Most recent
navigate open esc close Corpus index built 2026-06-07 23:58 UTC

← Research library

Insight #42

LLM gateway model-name mismatch: proxies advertise premium model IDs while serving different backends. /v1/model/info is the authoritative discriminator; the motive (convenience alias vs fraud) requires per-host verification.

Source: LiteLLM operator-attribution deep-dive, 2026-05-19. Host 69.30.237.88:4000 (Nocix US, cert SAN swatweb.org) advertises Anthropic model IDs (claude-sonnet-4-20250514, claude-sonnet-4-6, claude-haiku-4-5-20251001, claude-opus-4-6) via /v1/models. /v1/model/info reveals the actual backend: api_base: http://127.0.0.1:3100/v1, actual model openai/gemma-4-26b. Behavioral verification (3 POSTs with different model names): all return identical “I am a large language model, trained by Google” (Gemma’s self-identification) with the same backend system_fingerprint.

Initial framing of “fraud” was incorrect. The operator is Jo Lab (jolab.ai, jolab.app), an academic biomedical AI research lab marketing “AI for Disease Prediction & Early Diagnosis.” swatweb.org is their SWAT-web Sliding Window Association Test bioinformatics tool. No customer-facing “Claude API access” pitch exists. The model-name aliasing is most plausibly a convenience pattern: name local models with Claude-compatible IDs so client code written against Anthropic SDK Just Works without changing model strings.

The configuration mismatch is verified. The motive is ambiguous and requires per-host verification.

The rule

LLM gateway proxies (LiteLLM, Portkey, custom wrappers) expose two distinct surfaces that often disagree:

  • /v1/models: public model list. Shows the model IDs the operator chooses to advertise. Operator-controlled string.
  • /v1/model/info (LiteLLM-specific): internal config showing litellm_params.api_base and the actual upstream provider + model name. Authoritative upstream attribution.

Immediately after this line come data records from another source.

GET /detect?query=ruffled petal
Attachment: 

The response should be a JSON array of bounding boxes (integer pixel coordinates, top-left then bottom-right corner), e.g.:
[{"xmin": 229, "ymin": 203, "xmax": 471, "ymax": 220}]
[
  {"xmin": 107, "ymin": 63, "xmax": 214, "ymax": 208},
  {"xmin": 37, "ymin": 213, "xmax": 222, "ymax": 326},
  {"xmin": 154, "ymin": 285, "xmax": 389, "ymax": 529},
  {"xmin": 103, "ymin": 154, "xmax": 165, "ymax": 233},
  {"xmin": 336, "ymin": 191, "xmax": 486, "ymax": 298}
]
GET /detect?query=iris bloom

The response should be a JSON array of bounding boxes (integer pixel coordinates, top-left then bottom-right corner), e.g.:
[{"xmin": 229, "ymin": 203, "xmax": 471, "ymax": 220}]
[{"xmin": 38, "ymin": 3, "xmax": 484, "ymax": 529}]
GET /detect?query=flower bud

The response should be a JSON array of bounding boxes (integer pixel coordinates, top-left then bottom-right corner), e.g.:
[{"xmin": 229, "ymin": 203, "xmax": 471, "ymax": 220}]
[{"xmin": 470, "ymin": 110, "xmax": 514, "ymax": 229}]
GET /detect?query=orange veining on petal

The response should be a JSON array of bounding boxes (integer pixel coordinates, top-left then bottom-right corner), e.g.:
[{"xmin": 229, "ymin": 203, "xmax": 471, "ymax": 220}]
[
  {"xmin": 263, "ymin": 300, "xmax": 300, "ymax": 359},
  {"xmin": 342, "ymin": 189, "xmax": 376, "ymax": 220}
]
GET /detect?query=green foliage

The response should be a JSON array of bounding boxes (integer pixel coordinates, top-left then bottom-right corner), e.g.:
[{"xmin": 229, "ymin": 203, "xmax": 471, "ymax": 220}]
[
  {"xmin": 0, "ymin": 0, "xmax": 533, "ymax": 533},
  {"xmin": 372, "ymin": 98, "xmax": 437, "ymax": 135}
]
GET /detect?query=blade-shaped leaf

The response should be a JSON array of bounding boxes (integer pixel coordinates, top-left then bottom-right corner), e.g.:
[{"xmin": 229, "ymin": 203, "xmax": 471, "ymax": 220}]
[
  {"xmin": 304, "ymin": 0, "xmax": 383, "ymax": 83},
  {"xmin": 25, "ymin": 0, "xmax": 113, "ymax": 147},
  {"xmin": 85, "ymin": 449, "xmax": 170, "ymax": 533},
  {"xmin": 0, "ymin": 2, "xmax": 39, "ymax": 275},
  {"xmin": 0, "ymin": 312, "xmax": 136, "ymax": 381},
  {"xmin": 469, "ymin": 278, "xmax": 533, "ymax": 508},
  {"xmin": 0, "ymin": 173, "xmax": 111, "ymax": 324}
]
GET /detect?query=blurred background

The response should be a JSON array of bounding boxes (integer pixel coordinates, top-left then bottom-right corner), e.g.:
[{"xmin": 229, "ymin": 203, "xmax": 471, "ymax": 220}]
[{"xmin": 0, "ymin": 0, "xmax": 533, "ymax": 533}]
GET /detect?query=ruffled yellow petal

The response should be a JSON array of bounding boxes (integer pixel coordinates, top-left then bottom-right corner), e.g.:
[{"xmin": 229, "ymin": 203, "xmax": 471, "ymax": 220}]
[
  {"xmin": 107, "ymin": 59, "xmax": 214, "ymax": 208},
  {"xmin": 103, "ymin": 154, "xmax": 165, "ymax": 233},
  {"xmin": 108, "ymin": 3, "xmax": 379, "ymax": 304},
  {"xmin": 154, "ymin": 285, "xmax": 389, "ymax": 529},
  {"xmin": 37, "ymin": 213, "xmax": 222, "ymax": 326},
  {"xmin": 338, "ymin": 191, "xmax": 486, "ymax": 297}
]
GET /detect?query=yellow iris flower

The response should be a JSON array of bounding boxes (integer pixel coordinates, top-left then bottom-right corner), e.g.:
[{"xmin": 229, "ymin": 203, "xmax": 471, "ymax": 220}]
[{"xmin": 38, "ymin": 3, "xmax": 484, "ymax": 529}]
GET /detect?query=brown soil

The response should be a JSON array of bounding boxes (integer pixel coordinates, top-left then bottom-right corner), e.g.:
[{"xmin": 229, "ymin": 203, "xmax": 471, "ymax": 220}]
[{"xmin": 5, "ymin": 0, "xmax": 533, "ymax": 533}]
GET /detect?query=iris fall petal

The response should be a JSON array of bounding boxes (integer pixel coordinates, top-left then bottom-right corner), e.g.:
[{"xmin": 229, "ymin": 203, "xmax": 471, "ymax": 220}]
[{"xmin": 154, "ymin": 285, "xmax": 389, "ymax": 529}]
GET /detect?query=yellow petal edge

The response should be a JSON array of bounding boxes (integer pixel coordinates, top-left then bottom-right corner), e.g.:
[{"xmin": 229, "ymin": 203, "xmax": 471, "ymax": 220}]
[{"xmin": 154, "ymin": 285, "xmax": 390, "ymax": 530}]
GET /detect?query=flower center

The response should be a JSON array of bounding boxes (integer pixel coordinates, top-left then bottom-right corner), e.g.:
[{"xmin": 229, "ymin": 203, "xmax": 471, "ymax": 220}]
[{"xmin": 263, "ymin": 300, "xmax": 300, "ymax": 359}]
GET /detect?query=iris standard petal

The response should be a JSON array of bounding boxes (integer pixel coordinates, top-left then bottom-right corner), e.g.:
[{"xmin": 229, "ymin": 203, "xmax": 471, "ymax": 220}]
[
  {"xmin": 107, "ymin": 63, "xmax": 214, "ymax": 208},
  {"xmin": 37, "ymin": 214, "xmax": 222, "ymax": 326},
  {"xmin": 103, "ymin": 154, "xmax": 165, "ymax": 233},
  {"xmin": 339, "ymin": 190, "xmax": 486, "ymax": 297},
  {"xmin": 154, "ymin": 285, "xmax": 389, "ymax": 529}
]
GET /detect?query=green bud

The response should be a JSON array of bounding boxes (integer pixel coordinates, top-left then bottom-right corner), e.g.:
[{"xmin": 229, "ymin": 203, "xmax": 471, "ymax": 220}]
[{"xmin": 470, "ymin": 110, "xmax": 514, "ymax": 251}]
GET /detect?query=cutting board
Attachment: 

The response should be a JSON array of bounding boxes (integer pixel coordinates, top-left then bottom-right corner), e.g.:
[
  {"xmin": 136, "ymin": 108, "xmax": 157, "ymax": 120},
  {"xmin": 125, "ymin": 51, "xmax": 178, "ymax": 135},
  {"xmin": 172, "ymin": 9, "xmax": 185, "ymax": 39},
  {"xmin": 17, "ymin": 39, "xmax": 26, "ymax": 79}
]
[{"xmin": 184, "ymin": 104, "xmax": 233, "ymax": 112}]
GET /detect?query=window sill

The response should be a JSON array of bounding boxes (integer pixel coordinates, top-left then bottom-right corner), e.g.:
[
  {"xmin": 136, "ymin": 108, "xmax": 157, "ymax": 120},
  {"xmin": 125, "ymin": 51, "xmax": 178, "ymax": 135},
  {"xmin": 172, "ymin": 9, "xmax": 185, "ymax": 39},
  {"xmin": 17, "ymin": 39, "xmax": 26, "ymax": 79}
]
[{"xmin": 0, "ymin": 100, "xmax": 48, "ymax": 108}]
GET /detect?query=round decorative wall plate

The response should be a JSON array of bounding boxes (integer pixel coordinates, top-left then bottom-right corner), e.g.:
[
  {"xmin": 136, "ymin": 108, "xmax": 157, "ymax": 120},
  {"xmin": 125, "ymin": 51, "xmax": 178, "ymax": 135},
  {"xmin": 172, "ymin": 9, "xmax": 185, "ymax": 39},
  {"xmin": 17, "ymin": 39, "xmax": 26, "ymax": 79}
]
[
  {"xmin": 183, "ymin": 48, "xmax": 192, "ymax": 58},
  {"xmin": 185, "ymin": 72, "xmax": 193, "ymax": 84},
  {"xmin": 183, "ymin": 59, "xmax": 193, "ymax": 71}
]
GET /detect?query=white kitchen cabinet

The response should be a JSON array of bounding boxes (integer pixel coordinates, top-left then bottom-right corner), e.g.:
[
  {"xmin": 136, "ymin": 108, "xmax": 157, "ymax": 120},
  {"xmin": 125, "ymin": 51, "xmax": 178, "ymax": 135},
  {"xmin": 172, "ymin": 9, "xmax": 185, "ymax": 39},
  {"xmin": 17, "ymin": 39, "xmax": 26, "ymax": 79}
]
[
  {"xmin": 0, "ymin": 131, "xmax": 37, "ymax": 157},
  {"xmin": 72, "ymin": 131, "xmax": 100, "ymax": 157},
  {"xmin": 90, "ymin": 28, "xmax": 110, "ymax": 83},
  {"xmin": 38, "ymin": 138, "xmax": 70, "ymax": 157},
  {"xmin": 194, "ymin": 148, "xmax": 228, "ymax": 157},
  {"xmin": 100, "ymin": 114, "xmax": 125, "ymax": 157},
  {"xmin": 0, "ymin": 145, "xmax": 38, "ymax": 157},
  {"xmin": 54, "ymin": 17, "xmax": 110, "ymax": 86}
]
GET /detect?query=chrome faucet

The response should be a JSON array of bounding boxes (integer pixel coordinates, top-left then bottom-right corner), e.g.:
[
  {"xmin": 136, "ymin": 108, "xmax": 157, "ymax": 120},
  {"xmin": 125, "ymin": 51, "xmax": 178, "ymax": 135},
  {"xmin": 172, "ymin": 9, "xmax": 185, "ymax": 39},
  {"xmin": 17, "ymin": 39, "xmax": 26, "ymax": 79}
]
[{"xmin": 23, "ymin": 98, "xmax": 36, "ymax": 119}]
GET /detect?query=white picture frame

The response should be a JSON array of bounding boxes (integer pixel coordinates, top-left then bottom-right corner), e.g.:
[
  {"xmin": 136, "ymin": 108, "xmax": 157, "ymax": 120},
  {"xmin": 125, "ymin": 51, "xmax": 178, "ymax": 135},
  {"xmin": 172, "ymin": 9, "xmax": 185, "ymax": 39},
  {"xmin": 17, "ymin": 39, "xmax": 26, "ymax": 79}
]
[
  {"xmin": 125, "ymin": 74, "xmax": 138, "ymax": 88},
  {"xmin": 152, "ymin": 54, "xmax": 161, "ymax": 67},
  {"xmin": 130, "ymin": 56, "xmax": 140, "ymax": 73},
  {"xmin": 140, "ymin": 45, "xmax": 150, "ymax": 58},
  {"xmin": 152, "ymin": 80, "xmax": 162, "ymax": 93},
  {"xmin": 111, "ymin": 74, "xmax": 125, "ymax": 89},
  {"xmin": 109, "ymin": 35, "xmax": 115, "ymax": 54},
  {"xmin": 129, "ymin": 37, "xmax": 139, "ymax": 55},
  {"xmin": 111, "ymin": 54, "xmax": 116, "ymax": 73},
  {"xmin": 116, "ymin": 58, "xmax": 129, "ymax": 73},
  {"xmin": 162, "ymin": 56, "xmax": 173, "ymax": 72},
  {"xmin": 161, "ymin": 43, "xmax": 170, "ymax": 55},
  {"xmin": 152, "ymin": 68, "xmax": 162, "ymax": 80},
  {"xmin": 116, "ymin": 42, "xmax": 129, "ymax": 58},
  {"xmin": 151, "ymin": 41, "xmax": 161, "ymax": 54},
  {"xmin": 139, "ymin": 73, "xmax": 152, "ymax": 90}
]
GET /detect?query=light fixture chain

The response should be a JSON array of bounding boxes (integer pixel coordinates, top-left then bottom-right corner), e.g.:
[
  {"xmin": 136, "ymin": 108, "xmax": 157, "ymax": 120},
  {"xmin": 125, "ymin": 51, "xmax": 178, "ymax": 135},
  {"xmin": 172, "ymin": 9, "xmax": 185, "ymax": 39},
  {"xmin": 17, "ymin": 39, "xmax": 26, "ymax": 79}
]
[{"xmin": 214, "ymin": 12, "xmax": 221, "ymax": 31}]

A discrepancy between the two is a model-attribution-integrity issue. The operator advertises one model class to callers; the proxy serves a different (typically cheaper or local) model. The MOTIVE for the mismatch is ambiguous and requires per-host investigation. Possible motives (not mutually exclusive):

  1. Convenience alias (Jo Lab case, verified): operator names local models with Anthropic-SDK-compatible IDs so client code defaults work without changing model strings. No fraud claim, no customer-facing API resale. The lab is the only user of the proxy.
  2. Model-impersonation reselling (requires customer-pitch evidence): operator sells “Claude API access” at Anthropic-tier prices; serves Gemma / Llama / GLM locally; pockets the margin. Verification requires finding the customer-facing site / pricing / receipts.
  3. Cost arbitrage: operator sells at premium-tier pricing; routes to a cheaper provider; pockets the spread. Same evidence requirement as #2.
  4. Compliance / sanctions evasion: routes around a provider the operator does not have access to (e.g., serving “OpenAI” from a region OpenAI does not authorize).
  5. Data exfiltration: the proxy logs everything passed through it; the rebranded “premium model” gives the operator a way to collect prompts + responses without callers realizing the data path.
  6. Test/demo placeholder: scaffolding for a future Claude integration that never landed; operator never updated the model IDs.

Per feedback_hard_proof_for_critical_label and feedback_100_percent_verified_tier_labels: do NOT label a host as “fraud” without verified customer-facing evidence (a website selling Claude access, a price page, a customer complaint, a receipt). The configuration mismatch alone is a model-attribution-integrity finding, not a fraud finding.

Empirical basis (LiteLLM operator-attribution deep-dive, 2026-05-19)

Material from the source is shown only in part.